Community detection in complex networks via node similarity, graph representation learning, and hierarchical clustering

Community detection is a critical challenge in the analysis of real-world graphs and complex networks, including social, transportation, citation, cybersecurity networks, and food webs. Motivated by many similarities between community detection and clustering in Euclidean spaces, we propose three algorithm frameworks to apply hierarchical clustering methods for community detection in graphs. We show that using our methods, it is possible to apply various linkage-based (single-, complete-, average- linkage, Ward, Genie) clustering algorithms to find communities based on vertex similarity matrices, eigenvector matrices thereof, and Euclidean vector representations of nodes.
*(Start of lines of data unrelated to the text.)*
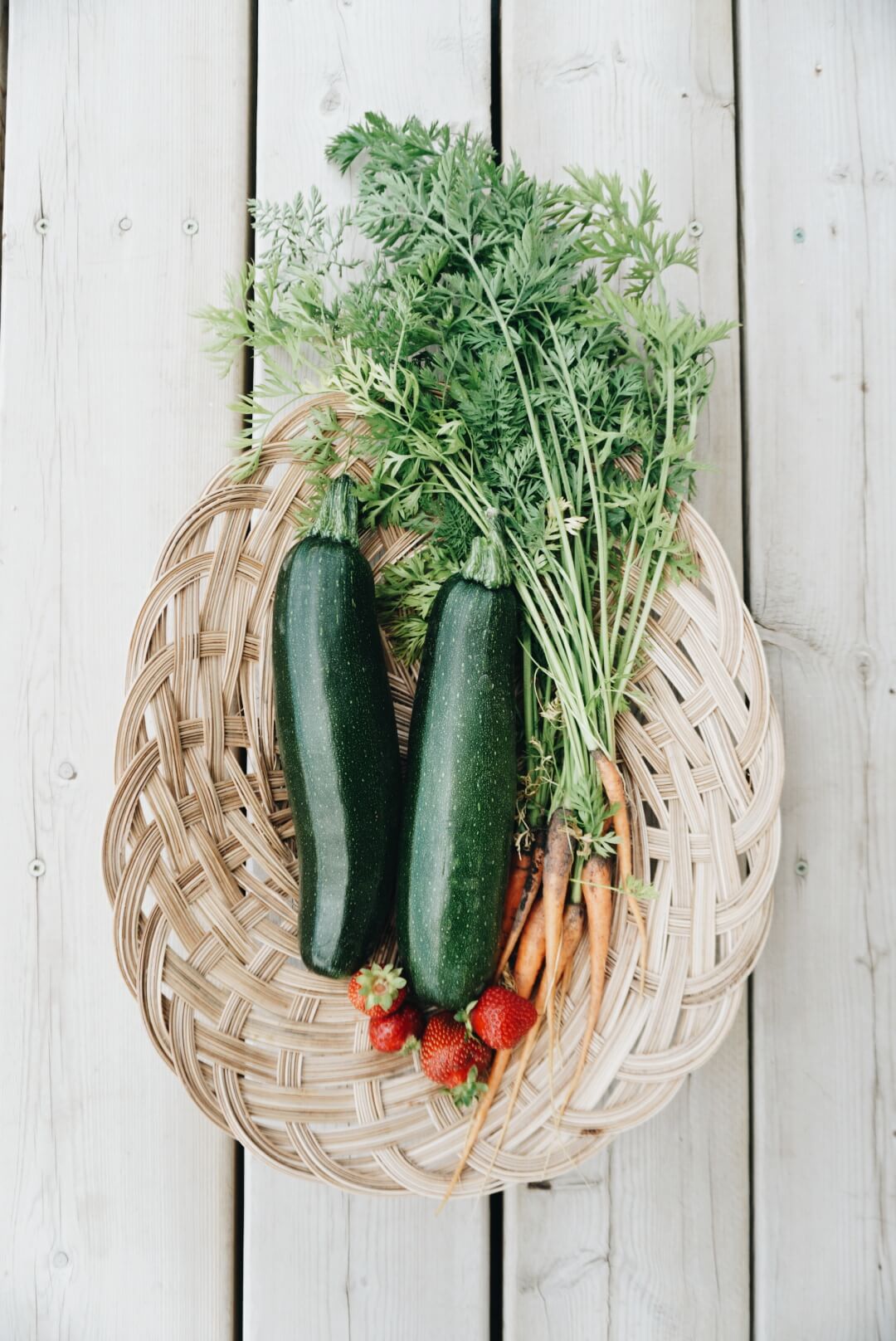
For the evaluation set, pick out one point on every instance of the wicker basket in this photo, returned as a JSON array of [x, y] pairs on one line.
[[200, 869]]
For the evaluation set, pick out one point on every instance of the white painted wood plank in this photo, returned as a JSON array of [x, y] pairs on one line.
[[819, 176], [658, 1245], [336, 1265], [117, 1194]]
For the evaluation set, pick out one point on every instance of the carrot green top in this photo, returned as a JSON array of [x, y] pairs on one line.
[[338, 515], [487, 561]]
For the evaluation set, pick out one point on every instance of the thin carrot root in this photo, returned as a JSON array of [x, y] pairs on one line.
[[519, 866], [563, 992], [530, 955], [615, 789], [528, 895], [597, 894], [558, 864], [572, 934], [530, 958]]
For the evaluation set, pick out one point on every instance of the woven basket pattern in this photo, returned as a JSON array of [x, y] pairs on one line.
[[200, 868]]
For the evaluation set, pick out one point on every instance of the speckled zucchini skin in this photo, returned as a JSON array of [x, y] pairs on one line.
[[339, 750], [459, 794]]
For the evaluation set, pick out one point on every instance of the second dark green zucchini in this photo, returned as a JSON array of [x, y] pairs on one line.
[[461, 785], [337, 736]]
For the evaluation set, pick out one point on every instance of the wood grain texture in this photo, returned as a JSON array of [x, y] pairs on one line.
[[352, 1261], [819, 178], [124, 122], [660, 1232]]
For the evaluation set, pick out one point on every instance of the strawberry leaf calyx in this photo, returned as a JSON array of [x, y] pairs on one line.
[[380, 984], [470, 1090], [463, 1016]]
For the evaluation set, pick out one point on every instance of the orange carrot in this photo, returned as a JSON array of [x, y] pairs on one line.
[[519, 866], [528, 895], [572, 934], [495, 1075], [597, 892], [615, 789], [558, 862], [563, 992], [530, 957]]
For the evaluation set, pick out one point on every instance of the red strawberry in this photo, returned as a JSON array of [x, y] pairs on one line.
[[377, 990], [500, 1017], [452, 1058], [397, 1033]]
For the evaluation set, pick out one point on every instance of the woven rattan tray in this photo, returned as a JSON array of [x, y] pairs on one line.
[[200, 869]]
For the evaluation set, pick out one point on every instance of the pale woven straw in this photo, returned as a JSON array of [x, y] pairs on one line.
[[200, 868]]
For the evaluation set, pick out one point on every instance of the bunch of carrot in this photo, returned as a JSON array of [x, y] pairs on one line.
[[542, 929]]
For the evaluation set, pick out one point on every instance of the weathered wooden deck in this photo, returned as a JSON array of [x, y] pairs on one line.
[[763, 1202]]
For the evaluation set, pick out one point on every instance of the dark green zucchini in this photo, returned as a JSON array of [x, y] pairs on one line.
[[337, 736], [461, 785]]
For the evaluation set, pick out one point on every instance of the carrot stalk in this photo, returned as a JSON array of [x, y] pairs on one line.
[[558, 864], [519, 866], [597, 894], [532, 885], [615, 790]]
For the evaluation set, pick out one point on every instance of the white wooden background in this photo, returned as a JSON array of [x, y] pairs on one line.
[[762, 1203]]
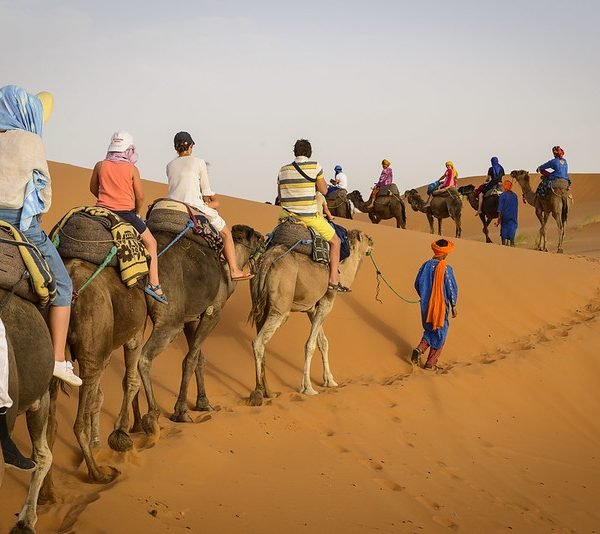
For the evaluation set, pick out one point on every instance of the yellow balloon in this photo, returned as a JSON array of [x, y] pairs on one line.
[[47, 101]]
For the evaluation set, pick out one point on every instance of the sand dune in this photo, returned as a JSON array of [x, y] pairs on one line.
[[506, 439]]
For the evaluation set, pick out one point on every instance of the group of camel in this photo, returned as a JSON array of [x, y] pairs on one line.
[[108, 315], [449, 205]]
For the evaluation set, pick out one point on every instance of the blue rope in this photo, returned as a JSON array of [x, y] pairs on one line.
[[189, 225]]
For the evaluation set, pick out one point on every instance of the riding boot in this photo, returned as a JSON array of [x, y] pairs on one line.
[[12, 455]]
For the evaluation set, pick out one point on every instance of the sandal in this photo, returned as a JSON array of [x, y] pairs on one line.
[[338, 287], [245, 276], [152, 291]]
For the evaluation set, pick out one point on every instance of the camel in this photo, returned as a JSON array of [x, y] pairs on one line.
[[441, 207], [198, 285], [384, 207], [555, 203], [489, 209], [31, 363], [294, 283], [339, 205], [105, 316]]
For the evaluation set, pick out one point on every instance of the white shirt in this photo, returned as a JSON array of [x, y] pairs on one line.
[[342, 180], [188, 181], [21, 153]]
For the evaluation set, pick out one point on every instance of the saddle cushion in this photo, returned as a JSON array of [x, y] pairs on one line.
[[23, 269], [387, 190], [172, 217]]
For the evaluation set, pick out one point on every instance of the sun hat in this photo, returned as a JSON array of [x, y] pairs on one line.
[[120, 142]]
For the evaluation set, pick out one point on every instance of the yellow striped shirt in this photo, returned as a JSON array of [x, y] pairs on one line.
[[296, 193]]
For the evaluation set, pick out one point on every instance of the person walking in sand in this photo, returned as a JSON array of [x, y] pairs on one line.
[[26, 193], [494, 177], [437, 288], [508, 211], [447, 180], [298, 183], [188, 183], [117, 185], [385, 178]]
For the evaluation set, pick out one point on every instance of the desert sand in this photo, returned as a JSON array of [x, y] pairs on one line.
[[506, 439]]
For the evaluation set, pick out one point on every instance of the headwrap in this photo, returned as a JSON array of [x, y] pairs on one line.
[[454, 171], [497, 169], [21, 111], [436, 309], [121, 148]]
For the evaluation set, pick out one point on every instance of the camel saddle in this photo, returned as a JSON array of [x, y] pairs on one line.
[[336, 194], [297, 237], [23, 269], [89, 233], [448, 192], [388, 190], [172, 216]]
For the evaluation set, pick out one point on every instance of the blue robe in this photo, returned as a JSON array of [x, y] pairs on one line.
[[423, 285], [508, 208]]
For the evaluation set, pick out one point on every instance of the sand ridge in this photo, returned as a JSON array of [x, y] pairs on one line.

We convey a comprehensive analysis of choices for each framework, including state-of-the-art graph representation learning algorithms, such as Deep Neural Graph Representation, and a vertex proximity matrix known to yield high-quality results in machine learning -- Positive Pointwise Mutual Information. Overall, we test over a hundred combinations of framework components and show that some -- including Wasserman-Faust and PPMI proximity, DNGR representation -- can compete with algorithms such as state-of-the-art Leiden and Louvain and easily outperform other known community detection algorithms. Notably, our algorithms remain hierarchical and allow the user to specify any number of clusters a priori.